Note also how the stream option doesn't generally result in significantly shorter code either.还要注意流选项通常不会导致代码显着缩短。 Don't make the decision between stream or non-stream based on notions that streams are inherently better, or lead to more readable code.不要基于流本质上更好的概念在流或非流之间做出决定,或者导致更易读的代码。 Programming just isn't that simple, I'm afraid.编程并没有那么简单,恐怕。

We can also use some of the more functional methods in map itself:我们还可以在 map 本身中使用一些更实用的方法:

map.values().removeIf(v -> !keep(v));

That seems like the clear winner, here, although it's a bit bizarre we have to 'bounce' through values() ;在这里,这似乎是明显的赢家,尽管我们必须通过values()来“反弹”有点奇怪; map itself has no removeIf method, but the collections returned by keySet, values, entrySet etc reflect any changes back to the map, so that works out. map 本身没有removeIf方法,但是由 keySet、values、entrySet 等返回的集合将任何更改反映回 map,这样就可以了。

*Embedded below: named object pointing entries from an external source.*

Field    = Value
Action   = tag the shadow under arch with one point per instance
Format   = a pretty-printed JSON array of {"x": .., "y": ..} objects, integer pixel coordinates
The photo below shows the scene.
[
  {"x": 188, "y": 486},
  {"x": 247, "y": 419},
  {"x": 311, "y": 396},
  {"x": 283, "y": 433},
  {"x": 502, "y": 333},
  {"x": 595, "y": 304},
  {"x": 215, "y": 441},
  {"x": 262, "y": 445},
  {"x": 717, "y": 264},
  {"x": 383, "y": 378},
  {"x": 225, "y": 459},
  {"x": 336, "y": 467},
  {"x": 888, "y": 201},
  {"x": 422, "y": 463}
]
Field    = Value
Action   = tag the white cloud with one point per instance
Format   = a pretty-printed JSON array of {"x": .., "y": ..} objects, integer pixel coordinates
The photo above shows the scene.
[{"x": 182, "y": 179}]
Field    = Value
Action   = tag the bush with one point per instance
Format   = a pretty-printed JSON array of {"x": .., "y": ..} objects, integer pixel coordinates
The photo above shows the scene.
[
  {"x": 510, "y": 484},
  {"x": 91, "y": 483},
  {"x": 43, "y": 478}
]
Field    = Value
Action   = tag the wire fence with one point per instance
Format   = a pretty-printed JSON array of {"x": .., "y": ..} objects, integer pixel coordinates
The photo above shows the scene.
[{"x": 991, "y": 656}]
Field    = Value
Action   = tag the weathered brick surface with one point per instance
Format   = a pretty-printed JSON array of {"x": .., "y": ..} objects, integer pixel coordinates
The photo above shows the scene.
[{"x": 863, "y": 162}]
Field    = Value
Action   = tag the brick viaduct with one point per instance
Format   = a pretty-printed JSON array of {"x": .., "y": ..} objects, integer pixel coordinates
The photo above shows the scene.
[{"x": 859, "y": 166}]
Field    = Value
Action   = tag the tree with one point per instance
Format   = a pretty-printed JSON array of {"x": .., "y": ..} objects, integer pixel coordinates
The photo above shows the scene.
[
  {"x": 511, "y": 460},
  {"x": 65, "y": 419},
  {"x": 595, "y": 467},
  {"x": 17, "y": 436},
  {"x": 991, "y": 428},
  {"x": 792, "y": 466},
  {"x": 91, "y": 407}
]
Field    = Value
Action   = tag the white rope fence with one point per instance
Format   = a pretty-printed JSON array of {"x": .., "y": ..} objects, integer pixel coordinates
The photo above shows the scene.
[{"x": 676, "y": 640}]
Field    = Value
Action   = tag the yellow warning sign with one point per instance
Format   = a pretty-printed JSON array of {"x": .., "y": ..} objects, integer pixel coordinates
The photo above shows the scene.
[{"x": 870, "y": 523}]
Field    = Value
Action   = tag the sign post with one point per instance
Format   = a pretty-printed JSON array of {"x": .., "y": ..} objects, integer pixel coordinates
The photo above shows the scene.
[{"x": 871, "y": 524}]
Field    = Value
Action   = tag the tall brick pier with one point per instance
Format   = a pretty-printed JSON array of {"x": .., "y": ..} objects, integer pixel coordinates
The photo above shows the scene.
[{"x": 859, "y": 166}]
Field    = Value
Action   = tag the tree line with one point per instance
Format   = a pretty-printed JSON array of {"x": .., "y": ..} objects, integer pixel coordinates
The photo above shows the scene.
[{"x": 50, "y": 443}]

Let's performance test!来进行性能测试吧!

Performance testing is tricky and really requires using JMH for good results.性能测试很棘手,确实需要使用 JMH 才能获得良好的结果。 By all means, as an exercise, do just that.无论如何,作为一种练习,就这样做吧。 But, let's just do a real quick scan:但是,让我们做一个真正的快速扫描:

import java.util.*;
import java.util.stream.*;

public class Test {
    static class MyObj {
        String foo;
    }

    public static MyObj hit() {
        MyObj o = new MyObj();
        o.foo = "";
        return o;
    }

    public static MyObj miss() {
        return new MyObj();
    }

    private static final int MAP_ELEMS = 100000;
    private static final int LIST_ELEMS = 50;
    private static final double HIT_OR_MISS = 0.01;
    private static final Random rnd = new Random();

    public static void main(String[] args) {
        var map = construct();
        long now = System.currentTimeMillis();
        filter_seq(map);
        long delta = System.currentTimeMillis() - now;
        System.out.printf("Sequential: %.3f\n", 0.001 * delta);
        map = construct();
        now = System.currentTimeMillis();
        filter_stream(map);
        delta = System.currentTimeMillis() - now;
        System.out.printf("Stream: %.3f\n", 0.001 * delta);
        map = construct();
        now = System.currentTimeMillis();
        filter_removeIf(map);
        delta = System.currentTimeMillis() - now;
        System.out.printf("RemoveIf: %.3f\n", 0.001 * delta);
    }

    private static Map<Integer, List<MyObj>> construct() {
        var m = new HashMap<Integer, List<MyObj>>();
        for (int i = 0; i < MAP_ELEMS; i++) {
            var list = new ArrayList<MyObj>();
            for (int j = 0; j < LIST_ELEMS; j++) {
                list.add(rnd.nextDouble() < HIT_OR_MISS ? hit() : miss());
            }
            m.put(i, list);
        }
        return m;
    }

    static boolean keep_seq(List<MyObj> list) {
        for (MyObj o : list) if (o.foo != null) return true;
        return false;
    }

    static boolean keep_stream(List<MyObj> list) {
        return list.stream().anyMatch(o -> o.foo != null);
    }

    static void filter_seq(Map<Integer, List<MyObj>> map) {
        var it = map.values().iterator();
        while (it.hasNext()) if (!keep_seq(it.next())) it.remove();
    }

    static void filter_stream(Map<Integer, List<MyObj>> map) {
        Map<Integer, List<MyObj>> result =
            map.entrySet().stream()
            .filter(e -> keep_stream(e.getValue()))
            .collect(Collectors.toMap(e -> e.getKey(), e -> e.getValue()));
    }

    static void filter_removeIf(Map<Integer, List<MyObj>> map) {
        map.values().removeIf(v -> !keep_stream(v));
    }
}

This, reliably, on my hardware anyway, shows that the stream route is by far the slowest, and the sequential option wins out with some percent from the removeIf variant.无论如何,这在我的硬件上可靠地表明流路由是迄今为止最慢的,并且顺序选项从 removeIf 变体中胜出。 Which just goes to show that your initial line (if I can take that as 'I think foreach is too slow') was entirely off the mark, fortunately.幸运的是,这只是表明您的初始行(如果我可以将其视为“我认为 foreach 太慢”)完全不合时宜。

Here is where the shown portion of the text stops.